- Directed by: D. W. Griffith
- Produced by: D. W. Griffith
- Starring: Robert Harron; Mae Marsh;
- Cinematography: G.W. Bitzer
- Distributed by: General Film Company
- Release dates: April 25, 1914 (U.S.); September 22, 1915 (U.S. re-release);
- Running time: 33 minutes
- Country: United States
- Language: Silent (English intertitles)

= Brute Force (1914 film) =

1914 film

Brute Force

Brute Force (also known as The Primitive Man) is a 1914 short silent comedy film directed by D. W. Griffith, and starring Robert Harron and Mae Marsh. Described as "a psychological comedy founded on the Darwinian theory of the evolution of man," it depicts cavemen and dinosaurs, and is perhaps the first live-action dinosaur film. It is a sequel to Griffith's earlier film, Man's Genesis (1912).

==Plot==
At a large, formal party, a young woman named Priscilla greets Harry Faulkner, but then talks with another, larger man and, after a backward glance at Faulkner, leaves with him, much to Faulkner's annoyance.

===Part one===
The film then shifts to prehistoric times. A primitive man of the Weakhands tribe emerges from a cave and spots a woman, but is quickly driven off by several men of the Bruteforce tribe.

Lilywhite is forced to leave her cave after the death of her mother. Meanwhile, a Weakhands is chased by a Bruteforce. The former encounters Lilywhite. Weakhands grabs her by the hair and takes her to his cave. She is not unwilling.

Later, while Weakhands is out, a Bruteforce comes upon Lilywhite and captures her. Weakhands comes running, but is tossed aside. He tries to rescue Lilywhite again, but is chased away. While venting his anger and frustration, he invents a weapon when he accidentally thrusts a stick into the hole of a ring-shaped rock. After a fierce battle, he knocks out the Bruteforce with his new club and reclaims his woman. Other Bruteforces arrive, but they leave him alone after he strikes two of them on the arm.

===Part two===
Weakhands becomes the leader of the "Stone Club men," who live in the upper caves of a mountain. After losing a war, Monkeywalk, leader of the "low cave men", seeks a new home for his people. They settle on Stone Club land with their only woman.

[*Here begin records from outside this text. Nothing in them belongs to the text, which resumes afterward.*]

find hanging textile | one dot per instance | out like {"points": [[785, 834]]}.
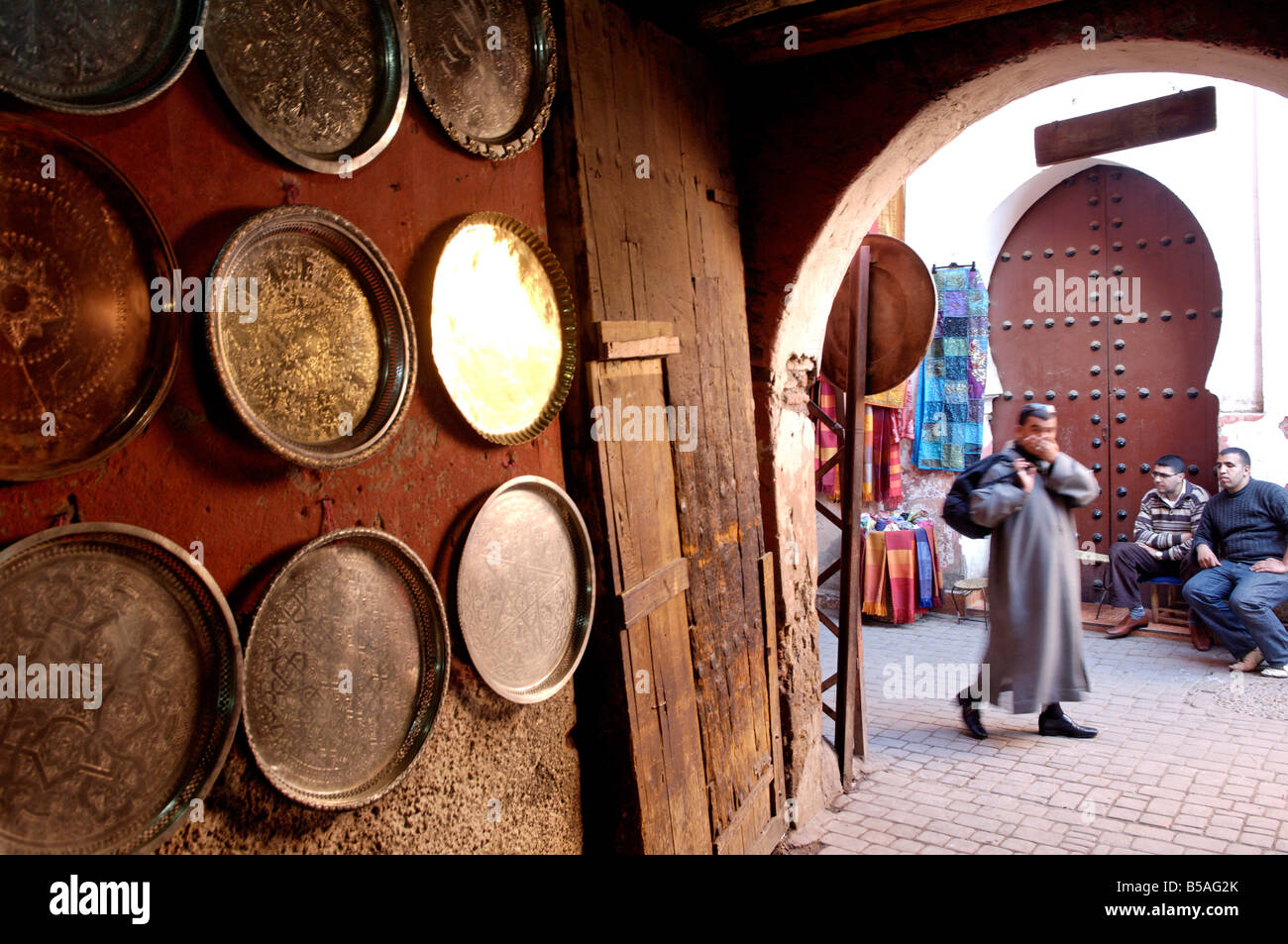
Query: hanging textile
{"points": [[951, 389]]}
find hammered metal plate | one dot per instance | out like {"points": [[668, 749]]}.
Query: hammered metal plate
{"points": [[84, 362], [119, 777], [502, 327], [346, 669], [95, 55], [323, 84], [526, 588], [323, 368], [485, 68]]}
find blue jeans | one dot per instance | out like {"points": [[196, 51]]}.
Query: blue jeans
{"points": [[1248, 620]]}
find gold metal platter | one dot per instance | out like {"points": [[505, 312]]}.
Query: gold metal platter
{"points": [[322, 368], [346, 669], [502, 327], [115, 765], [526, 588], [95, 55], [485, 68], [323, 84], [84, 361]]}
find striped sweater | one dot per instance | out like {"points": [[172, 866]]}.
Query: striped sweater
{"points": [[1160, 527]]}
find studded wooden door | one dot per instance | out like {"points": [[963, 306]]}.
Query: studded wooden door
{"points": [[1106, 301]]}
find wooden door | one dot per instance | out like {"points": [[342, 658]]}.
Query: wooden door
{"points": [[643, 206], [1106, 301]]}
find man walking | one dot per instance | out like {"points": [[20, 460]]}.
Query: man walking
{"points": [[1241, 545], [1034, 647], [1164, 533]]}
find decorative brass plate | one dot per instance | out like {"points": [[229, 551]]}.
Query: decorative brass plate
{"points": [[346, 669], [485, 68], [526, 588], [119, 777], [502, 327], [323, 368], [84, 362], [323, 84], [95, 55]]}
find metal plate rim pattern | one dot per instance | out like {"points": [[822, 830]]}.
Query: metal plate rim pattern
{"points": [[171, 75], [536, 114], [179, 330], [433, 687], [397, 62], [231, 719], [544, 687], [567, 326], [284, 218]]}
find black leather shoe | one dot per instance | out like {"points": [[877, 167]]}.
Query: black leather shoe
{"points": [[1051, 724], [970, 717]]}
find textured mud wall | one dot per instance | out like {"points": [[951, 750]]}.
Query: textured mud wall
{"points": [[493, 777], [822, 142]]}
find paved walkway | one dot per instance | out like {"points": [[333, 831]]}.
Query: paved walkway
{"points": [[1188, 760]]}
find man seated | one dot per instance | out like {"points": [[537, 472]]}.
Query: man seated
{"points": [[1241, 545], [1164, 532]]}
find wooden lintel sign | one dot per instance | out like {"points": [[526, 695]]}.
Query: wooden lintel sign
{"points": [[1131, 127]]}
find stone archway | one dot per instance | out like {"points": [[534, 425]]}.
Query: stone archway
{"points": [[824, 143]]}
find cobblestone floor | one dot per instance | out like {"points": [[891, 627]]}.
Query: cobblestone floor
{"points": [[1186, 762]]}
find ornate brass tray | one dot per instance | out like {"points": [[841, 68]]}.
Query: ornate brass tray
{"points": [[325, 85], [95, 55], [119, 776], [526, 588], [346, 669], [84, 362], [502, 329], [485, 68], [323, 367]]}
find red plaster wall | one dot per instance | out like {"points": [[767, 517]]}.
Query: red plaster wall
{"points": [[197, 474]]}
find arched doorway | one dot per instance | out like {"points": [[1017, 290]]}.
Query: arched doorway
{"points": [[1106, 303], [825, 142]]}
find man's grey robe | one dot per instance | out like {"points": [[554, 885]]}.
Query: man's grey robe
{"points": [[1034, 594]]}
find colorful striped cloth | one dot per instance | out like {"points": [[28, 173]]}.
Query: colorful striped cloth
{"points": [[875, 597], [902, 566], [868, 491]]}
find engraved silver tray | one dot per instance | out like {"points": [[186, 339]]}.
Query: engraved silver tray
{"points": [[526, 588], [95, 55], [323, 84], [346, 669], [120, 777], [485, 68], [323, 368], [84, 360]]}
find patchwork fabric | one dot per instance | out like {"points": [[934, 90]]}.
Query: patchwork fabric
{"points": [[949, 426]]}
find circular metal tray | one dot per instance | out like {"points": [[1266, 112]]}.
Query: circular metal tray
{"points": [[325, 85], [502, 327], [84, 362], [59, 54], [323, 368], [485, 68], [119, 777], [526, 588], [346, 669]]}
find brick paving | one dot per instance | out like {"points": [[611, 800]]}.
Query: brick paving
{"points": [[1186, 760]]}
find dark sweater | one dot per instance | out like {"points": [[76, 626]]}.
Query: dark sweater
{"points": [[1248, 526]]}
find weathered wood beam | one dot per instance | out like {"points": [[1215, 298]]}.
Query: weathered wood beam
{"points": [[823, 30], [1129, 127]]}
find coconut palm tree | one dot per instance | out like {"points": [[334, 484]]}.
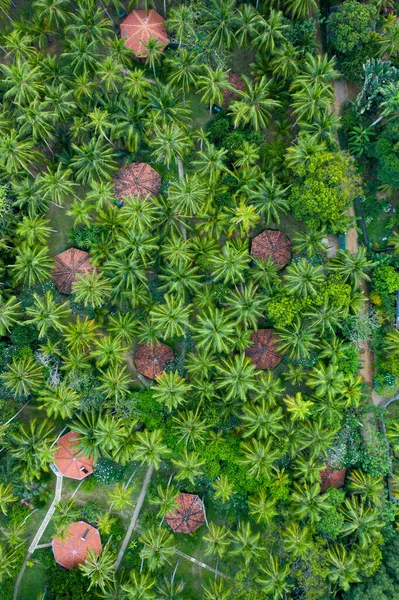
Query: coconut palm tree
{"points": [[303, 278], [361, 520], [188, 466], [274, 580], [32, 449], [259, 421], [80, 334], [92, 288], [115, 381], [150, 448], [258, 103], [100, 569], [258, 457], [246, 544], [352, 267], [6, 496], [270, 199], [92, 161], [158, 547], [47, 314], [262, 508], [297, 339], [189, 427], [59, 401], [9, 314], [308, 503], [172, 390], [23, 376], [342, 569], [298, 540], [216, 540], [236, 377]]}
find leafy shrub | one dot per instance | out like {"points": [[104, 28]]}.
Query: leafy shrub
{"points": [[107, 471]]}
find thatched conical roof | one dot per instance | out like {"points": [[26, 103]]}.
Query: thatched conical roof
{"points": [[67, 266], [141, 26], [264, 350], [151, 360], [68, 460], [274, 244], [72, 550], [136, 179], [188, 516], [332, 478]]}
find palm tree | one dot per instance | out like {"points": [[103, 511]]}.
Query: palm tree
{"points": [[32, 448], [158, 547], [79, 335], [210, 162], [55, 12], [181, 22], [214, 331], [212, 84], [189, 427], [326, 380], [296, 339], [270, 198], [298, 541], [300, 153], [9, 314], [171, 318], [362, 520], [310, 241], [92, 288], [189, 465], [6, 496], [342, 569], [303, 278], [216, 590], [183, 69], [262, 508], [59, 401], [274, 579], [99, 569], [92, 161], [47, 314], [216, 540], [23, 376], [165, 500], [261, 422], [150, 448], [257, 101], [221, 23], [172, 390], [115, 382], [17, 154], [258, 457], [154, 53], [246, 543], [236, 377], [56, 184], [170, 143], [109, 351], [308, 502], [298, 408], [352, 267]]}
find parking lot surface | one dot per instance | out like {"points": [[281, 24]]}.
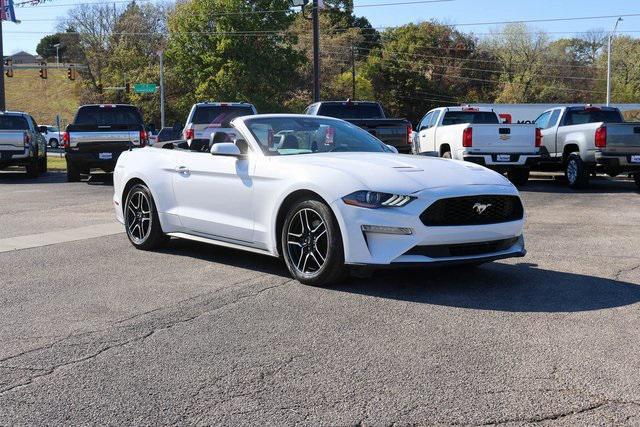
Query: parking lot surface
{"points": [[94, 331]]}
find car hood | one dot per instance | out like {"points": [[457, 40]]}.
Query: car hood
{"points": [[395, 172]]}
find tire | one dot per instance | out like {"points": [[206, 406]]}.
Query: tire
{"points": [[141, 219], [518, 176], [33, 168], [576, 171], [310, 231], [73, 173]]}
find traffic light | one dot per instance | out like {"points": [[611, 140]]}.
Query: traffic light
{"points": [[8, 65], [43, 70]]}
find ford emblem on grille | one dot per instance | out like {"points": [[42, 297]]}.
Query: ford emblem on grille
{"points": [[479, 208]]}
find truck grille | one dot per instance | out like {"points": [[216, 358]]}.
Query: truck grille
{"points": [[465, 249], [473, 210]]}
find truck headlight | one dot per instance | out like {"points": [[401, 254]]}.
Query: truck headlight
{"points": [[375, 199]]}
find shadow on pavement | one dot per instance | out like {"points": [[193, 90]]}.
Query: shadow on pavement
{"points": [[500, 287]]}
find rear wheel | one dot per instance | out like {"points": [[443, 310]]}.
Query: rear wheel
{"points": [[73, 173], [576, 171], [518, 176], [311, 244], [141, 219]]}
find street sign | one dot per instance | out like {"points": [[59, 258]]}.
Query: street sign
{"points": [[144, 88]]}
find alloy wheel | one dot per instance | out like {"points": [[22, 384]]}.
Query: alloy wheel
{"points": [[138, 217], [307, 241]]}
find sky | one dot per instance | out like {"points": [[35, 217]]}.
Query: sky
{"points": [[41, 20]]}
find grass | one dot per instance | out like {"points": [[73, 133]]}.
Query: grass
{"points": [[43, 98], [56, 163]]}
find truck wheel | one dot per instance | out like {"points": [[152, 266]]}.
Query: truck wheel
{"points": [[518, 176], [576, 171], [73, 173], [33, 168]]}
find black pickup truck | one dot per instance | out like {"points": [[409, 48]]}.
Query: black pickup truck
{"points": [[369, 116], [97, 136]]}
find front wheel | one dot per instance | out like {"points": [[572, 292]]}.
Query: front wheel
{"points": [[311, 244], [141, 219]]}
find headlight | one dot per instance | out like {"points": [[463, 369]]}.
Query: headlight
{"points": [[374, 199]]}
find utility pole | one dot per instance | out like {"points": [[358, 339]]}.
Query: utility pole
{"points": [[316, 52], [3, 105], [609, 42], [161, 53], [353, 72]]}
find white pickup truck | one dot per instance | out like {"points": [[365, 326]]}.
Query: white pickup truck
{"points": [[582, 140], [476, 135]]}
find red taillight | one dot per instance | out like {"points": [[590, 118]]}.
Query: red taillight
{"points": [[601, 137], [467, 137], [144, 138]]}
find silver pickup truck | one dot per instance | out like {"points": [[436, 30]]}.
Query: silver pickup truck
{"points": [[97, 136], [21, 144], [583, 140]]}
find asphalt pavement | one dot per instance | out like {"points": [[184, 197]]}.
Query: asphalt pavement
{"points": [[96, 332]]}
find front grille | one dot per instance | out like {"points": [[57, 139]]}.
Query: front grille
{"points": [[473, 210], [465, 249]]}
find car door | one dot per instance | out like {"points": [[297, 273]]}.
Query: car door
{"points": [[214, 194]]}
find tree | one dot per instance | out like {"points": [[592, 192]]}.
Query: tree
{"points": [[218, 53], [46, 47]]}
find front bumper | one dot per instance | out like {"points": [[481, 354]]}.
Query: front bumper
{"points": [[384, 249], [491, 160], [618, 161]]}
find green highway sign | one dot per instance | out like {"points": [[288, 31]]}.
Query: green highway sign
{"points": [[144, 88]]}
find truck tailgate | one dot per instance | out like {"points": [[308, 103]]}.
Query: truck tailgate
{"points": [[12, 140], [504, 138], [623, 137]]}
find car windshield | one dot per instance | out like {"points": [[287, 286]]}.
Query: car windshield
{"points": [[477, 117], [349, 110], [13, 123], [219, 115], [307, 135]]}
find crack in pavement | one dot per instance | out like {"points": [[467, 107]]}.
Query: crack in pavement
{"points": [[139, 338]]}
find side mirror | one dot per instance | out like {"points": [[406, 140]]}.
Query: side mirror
{"points": [[226, 149]]}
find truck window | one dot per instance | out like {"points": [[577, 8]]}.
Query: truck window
{"points": [[97, 115], [579, 117], [13, 123], [219, 115], [346, 110], [475, 117]]}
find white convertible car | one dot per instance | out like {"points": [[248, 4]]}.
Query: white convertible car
{"points": [[320, 192]]}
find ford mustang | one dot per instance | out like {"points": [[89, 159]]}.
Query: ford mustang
{"points": [[321, 193]]}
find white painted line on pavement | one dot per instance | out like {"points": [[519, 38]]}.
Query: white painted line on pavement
{"points": [[61, 236]]}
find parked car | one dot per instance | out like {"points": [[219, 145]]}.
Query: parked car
{"points": [[99, 134], [369, 116], [476, 135], [51, 135], [208, 117], [340, 199], [21, 144], [582, 140]]}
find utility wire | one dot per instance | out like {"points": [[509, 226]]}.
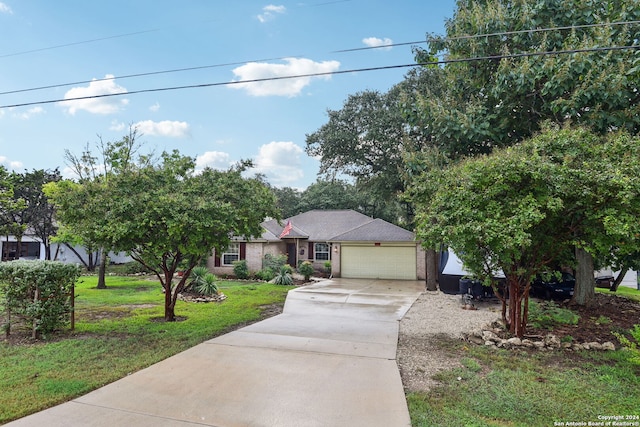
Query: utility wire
{"points": [[331, 73], [150, 73], [289, 56], [77, 43]]}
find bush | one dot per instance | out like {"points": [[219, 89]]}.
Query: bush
{"points": [[274, 262], [240, 269], [284, 276], [547, 315], [207, 285], [306, 269], [38, 292], [630, 346], [265, 274], [128, 268], [196, 278]]}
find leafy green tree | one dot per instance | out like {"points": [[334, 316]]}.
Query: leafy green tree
{"points": [[288, 201], [500, 101], [115, 157], [521, 209], [328, 195], [367, 139], [167, 217]]}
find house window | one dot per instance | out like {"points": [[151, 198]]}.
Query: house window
{"points": [[321, 251], [28, 250], [232, 253]]}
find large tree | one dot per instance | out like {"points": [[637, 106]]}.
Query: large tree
{"points": [[523, 209], [98, 166], [591, 75], [367, 139], [168, 218]]}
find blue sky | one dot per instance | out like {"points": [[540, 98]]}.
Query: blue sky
{"points": [[46, 43]]}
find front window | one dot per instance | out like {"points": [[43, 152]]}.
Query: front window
{"points": [[321, 251], [28, 250], [232, 253]]}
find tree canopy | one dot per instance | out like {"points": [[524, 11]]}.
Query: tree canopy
{"points": [[367, 140], [500, 101], [167, 217], [522, 209]]}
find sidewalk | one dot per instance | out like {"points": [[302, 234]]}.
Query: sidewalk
{"points": [[327, 360]]}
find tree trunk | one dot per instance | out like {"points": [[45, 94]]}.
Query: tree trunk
{"points": [[432, 270], [584, 291], [77, 254], [102, 284], [169, 303], [517, 314], [616, 283]]}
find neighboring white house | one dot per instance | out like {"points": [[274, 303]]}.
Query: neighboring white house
{"points": [[31, 248]]}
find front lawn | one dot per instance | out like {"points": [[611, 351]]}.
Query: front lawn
{"points": [[118, 331]]}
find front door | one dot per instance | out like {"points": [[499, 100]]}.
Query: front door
{"points": [[292, 256]]}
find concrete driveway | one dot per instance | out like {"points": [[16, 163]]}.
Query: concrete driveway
{"points": [[327, 360]]}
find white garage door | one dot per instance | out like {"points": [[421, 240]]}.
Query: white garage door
{"points": [[378, 262]]}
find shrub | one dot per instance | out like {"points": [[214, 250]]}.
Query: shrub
{"points": [[265, 274], [630, 346], [240, 269], [547, 315], [134, 267], [207, 285], [196, 278], [274, 262], [306, 269], [38, 292], [284, 276]]}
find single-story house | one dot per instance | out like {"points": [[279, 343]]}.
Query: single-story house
{"points": [[356, 245]]}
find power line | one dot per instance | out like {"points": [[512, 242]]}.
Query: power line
{"points": [[78, 43], [177, 70], [150, 73], [331, 73]]}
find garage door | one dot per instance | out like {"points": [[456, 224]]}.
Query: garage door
{"points": [[378, 262]]}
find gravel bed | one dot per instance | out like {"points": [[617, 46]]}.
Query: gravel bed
{"points": [[432, 317]]}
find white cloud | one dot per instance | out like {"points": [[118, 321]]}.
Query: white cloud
{"points": [[117, 126], [30, 113], [284, 87], [214, 160], [12, 164], [269, 12], [105, 105], [4, 8], [280, 163], [172, 129], [376, 42]]}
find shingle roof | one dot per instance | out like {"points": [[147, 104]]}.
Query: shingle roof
{"points": [[337, 226]]}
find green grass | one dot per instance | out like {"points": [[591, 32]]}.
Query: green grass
{"points": [[624, 291], [506, 388], [115, 336]]}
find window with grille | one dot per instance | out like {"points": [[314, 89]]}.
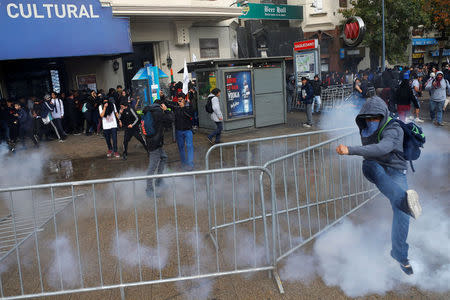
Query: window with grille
{"points": [[209, 48]]}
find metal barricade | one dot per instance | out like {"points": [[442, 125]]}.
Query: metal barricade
{"points": [[256, 152], [116, 236], [331, 97], [314, 190]]}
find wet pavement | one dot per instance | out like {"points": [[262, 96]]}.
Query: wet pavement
{"points": [[82, 158]]}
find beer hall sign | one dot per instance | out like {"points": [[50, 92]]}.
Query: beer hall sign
{"points": [[354, 30]]}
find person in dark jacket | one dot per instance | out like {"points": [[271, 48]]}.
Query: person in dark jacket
{"points": [[385, 166], [317, 88], [25, 124], [162, 118], [13, 124], [290, 90], [47, 109], [403, 98], [130, 121], [184, 115], [88, 112], [307, 96]]}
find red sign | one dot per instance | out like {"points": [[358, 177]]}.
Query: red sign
{"points": [[305, 45], [351, 30]]}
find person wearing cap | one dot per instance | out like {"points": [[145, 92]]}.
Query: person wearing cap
{"points": [[184, 115], [438, 87], [385, 166], [130, 121], [416, 87], [307, 96]]}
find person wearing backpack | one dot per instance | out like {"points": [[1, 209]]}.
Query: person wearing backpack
{"points": [[213, 108], [130, 121], [156, 118], [385, 166], [184, 115], [438, 88]]}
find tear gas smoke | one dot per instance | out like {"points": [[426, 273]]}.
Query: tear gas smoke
{"points": [[126, 249], [355, 256], [63, 264]]}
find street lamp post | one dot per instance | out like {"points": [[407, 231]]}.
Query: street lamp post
{"points": [[384, 42]]}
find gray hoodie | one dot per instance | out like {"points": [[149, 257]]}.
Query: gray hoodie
{"points": [[438, 94], [387, 152]]}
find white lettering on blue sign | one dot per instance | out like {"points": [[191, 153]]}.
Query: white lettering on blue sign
{"points": [[48, 10]]}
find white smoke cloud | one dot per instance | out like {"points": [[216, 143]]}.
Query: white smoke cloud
{"points": [[355, 254], [64, 264], [125, 248]]}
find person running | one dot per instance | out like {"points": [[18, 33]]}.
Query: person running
{"points": [[58, 114], [184, 115], [216, 116], [130, 120], [403, 98], [385, 166], [437, 88], [307, 96], [157, 157], [108, 113]]}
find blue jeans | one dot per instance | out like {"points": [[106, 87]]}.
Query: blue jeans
{"points": [[217, 132], [156, 162], [392, 183], [290, 101], [111, 133], [317, 103], [185, 144], [436, 108]]}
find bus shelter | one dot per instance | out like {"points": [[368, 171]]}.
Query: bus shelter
{"points": [[252, 91]]}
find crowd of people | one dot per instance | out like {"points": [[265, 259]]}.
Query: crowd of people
{"points": [[400, 87]]}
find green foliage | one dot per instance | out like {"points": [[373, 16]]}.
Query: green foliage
{"points": [[400, 16]]}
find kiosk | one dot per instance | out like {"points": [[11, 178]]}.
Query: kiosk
{"points": [[252, 91], [146, 84]]}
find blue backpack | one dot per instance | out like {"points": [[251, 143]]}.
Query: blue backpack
{"points": [[413, 139], [147, 126]]}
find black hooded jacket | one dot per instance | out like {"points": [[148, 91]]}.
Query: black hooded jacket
{"points": [[183, 117], [161, 119], [387, 151]]}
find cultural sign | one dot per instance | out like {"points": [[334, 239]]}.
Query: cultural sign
{"points": [[239, 94], [60, 28]]}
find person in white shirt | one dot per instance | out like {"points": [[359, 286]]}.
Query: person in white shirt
{"points": [[416, 86], [108, 113], [58, 114]]}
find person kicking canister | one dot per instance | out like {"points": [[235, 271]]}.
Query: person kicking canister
{"points": [[385, 166]]}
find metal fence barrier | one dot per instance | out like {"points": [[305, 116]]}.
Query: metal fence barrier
{"points": [[331, 97], [313, 189], [115, 236], [316, 188], [258, 151]]}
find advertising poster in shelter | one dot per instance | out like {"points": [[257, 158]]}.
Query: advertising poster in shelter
{"points": [[239, 94]]}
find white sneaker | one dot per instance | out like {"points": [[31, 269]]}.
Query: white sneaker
{"points": [[413, 203]]}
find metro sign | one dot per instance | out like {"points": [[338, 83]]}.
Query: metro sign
{"points": [[305, 45], [354, 29]]}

Meanwhile, Weakhands and his mate's domestic bliss is threatened by the arrival of a dinosaur (a Ceratosaurus with an identifying horn on its nose) at the entrance of their cave. The dinosaur leaves, but the low cave tribe appears. War breaks out. Lilywhite leads the other women in joining the fight, and the intruders are defeated. A low cave man does, however, come away with a club.

While the Stone Club men are away, the low cave men, now armed with clubs themselves, steal their women. Resenting the power wielded by their former lone woman, they strike her down with their clubs. Weakhands leads his men in a rescue attempt, but they are defeated by their stronger enemies and trapped inside their cave. When one Stone Club ventures outside, he is immediately clubbed. "Necessity is the mother of invention," and Weakhands invents the bow and arrow. After he kills two enemies with his new weapon, the low cave men run away. The Stone Clubs follow. Weakhands shoots the man who claimed Lilyhands, then clubs him down.

Returning to the present, Faulkner was reading a book before falling asleep at the party (with the assistance of alcohol). It appears that the prehistoric story was merely his dream, as when he is woken up, he raises the book as if it were a club. The woman has returned, and she shows she is attracted to him.

==Cast==

Rest of cast, listed alphabetically:

==Home media==
It is available on the DVD "Robert Harron Rare Shorts".